Agora, se a extradição visa os crimes cometidos pela pessoa em causa, os chamados crimes transnacionais, nomeadamente genocídio, tortura massiva, etc. A ser o caso, aí a nossa Constituição já permite a extradição dessa pessoa. Mas a extradição tem de ocorrer por vias ou canais judiciais, isso significa dizer que a entidade que quiser a extradição tem de intimar o nosso Governo e o nosso Governo interpõe um processo junto do Supremo Tribunal para averiguar até que medida essa pessoa deve ser extraditada, que tipo de crime esta pessoa teria cometido no seu país de origem. De acordo com esta conclusão, o nosso tribunal vai decidir se esta pessoa deve ser ou não extraditada.
DW África: Qual é a condição para um político pedir exílio na Guiné-Bissau?
RI: Há duas formas de pedir exílio. A pessoa visada pode requer diretamente às autoridades, invocando os motivos que a levam a pedir exílio e se a nossa autoridade analisar e chegar à conclusão de que efetivamente essa pessoa é vítima de uma perseguição política, pode conceder-lhe um exílio político. Por outro lado, um organismo internacional que vela pelo direitos humanos também pode requer exílio político para uma pessoa que acha que está a ser vítima de uma perseguição política.
DW África: As autoridades podem rogar na legislação do país para defender que não podem entregar a pessoa?
RI: Perfeitamente. À luz do artigo 43. nº 2 da nossa Constituição, de que a nenhum cidadão estrangeiro é permitido a sua extradição por motivos políticos. Se chegar à conclusão de que o pedido de extradição de Bozizé é politico, a nossa Constituição é clara sobre isso. E se for um crime comum, a nossa Constituição não proíbe a extradição, mas remete isso para as instâncias judiciais para averiguar a oportunidade e as circunstâncias de aceitar ou não a extradição de um cidadão estrangeiro.

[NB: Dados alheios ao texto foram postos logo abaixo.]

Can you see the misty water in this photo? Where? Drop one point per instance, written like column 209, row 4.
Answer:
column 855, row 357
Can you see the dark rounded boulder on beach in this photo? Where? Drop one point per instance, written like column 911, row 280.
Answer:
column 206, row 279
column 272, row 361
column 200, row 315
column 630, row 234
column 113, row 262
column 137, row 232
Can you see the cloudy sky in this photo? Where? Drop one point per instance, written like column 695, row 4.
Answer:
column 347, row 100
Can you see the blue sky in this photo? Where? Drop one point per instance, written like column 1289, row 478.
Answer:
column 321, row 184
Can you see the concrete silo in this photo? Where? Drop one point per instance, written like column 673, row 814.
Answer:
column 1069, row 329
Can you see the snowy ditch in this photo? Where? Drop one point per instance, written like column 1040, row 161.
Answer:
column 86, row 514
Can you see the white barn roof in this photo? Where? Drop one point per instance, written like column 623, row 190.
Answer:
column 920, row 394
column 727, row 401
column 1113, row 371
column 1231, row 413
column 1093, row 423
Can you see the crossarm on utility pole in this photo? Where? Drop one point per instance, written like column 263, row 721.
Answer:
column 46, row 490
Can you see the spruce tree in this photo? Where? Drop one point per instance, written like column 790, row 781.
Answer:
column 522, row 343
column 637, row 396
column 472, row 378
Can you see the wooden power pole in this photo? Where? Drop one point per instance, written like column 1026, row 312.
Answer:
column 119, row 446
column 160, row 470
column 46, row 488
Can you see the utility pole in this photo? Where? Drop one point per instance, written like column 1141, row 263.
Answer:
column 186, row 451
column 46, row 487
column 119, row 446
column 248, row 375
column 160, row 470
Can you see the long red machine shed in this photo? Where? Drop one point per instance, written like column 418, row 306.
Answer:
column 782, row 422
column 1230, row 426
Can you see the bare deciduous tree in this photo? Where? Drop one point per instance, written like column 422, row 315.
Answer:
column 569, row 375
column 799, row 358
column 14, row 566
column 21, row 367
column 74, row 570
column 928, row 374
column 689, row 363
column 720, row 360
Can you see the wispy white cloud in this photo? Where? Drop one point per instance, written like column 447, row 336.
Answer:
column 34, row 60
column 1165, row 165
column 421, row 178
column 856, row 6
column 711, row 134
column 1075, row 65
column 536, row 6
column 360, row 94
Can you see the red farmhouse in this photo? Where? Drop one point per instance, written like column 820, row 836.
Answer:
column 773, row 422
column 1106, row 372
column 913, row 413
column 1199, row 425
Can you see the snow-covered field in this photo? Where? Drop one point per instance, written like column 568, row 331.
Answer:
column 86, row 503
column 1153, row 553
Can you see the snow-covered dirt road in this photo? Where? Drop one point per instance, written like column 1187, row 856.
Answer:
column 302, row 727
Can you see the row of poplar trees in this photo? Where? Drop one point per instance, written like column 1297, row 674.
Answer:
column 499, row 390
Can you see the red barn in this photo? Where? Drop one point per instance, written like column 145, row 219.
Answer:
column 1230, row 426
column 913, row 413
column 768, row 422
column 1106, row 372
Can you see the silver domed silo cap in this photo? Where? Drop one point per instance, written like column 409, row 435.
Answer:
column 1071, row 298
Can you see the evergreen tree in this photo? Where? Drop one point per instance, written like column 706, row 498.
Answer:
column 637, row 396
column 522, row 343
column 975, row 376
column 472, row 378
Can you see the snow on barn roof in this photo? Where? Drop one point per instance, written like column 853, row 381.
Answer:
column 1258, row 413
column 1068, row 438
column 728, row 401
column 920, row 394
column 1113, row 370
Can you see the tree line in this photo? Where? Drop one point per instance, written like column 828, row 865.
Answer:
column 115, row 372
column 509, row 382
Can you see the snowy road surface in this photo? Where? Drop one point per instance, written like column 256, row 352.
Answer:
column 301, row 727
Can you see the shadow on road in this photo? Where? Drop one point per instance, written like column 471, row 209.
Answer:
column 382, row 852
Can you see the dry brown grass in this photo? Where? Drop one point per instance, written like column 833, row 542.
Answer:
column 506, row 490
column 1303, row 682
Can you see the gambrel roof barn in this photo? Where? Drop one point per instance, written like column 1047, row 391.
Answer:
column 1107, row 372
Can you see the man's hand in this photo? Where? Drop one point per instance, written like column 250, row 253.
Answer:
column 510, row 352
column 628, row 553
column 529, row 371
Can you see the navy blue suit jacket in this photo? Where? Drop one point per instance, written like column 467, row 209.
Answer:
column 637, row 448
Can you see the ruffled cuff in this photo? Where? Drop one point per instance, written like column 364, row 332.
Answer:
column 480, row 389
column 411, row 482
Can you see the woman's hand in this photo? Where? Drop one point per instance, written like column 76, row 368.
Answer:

DW África: Neste caso, a lei guineense previu alguma coisa sobre se um politico pedir exílio e ter o mandado de captura internacional, as autoridades têm o dever ou a obrigação de colaborar e entregar essa pessoa?
RI: Naturalmente que sim, por ser um país membro da comunidade internacionale também um signatário do Tribunal Penal Internacional tem a obrigação efetivamente de colaborar para o bom nome e para o respeito das normas internacionais que o país assumiu voluntariamente, mas antes precisamos de ver os tipo de crimes pelos quais essa pessoa vem sendo indiciada.
Por outro lado, temos de ver em que condições o Bozizé requereu o exílio e em que condições o referido exílio foi aceite.
DW África: Caso as autoridades não cumprirem com a extradição qual é a consequência para país ou qual seria a repercussão deste caso para o país?
RI: As consequências não serão imediatas nem diretas. Elas serão definidas com o tempo. A comunidade internacional pode começar a ver a Guiné-Bissau como um país incumpridor das normas internacionais e das convenções que ele mesmo é signatário. Portanto, não fica bem à luz da comunidade internacional, em termos diplomáticos e políticos, o país rejeitar sem fundamentos o cumprimento deste mandado de captura internacional. Não fica bem.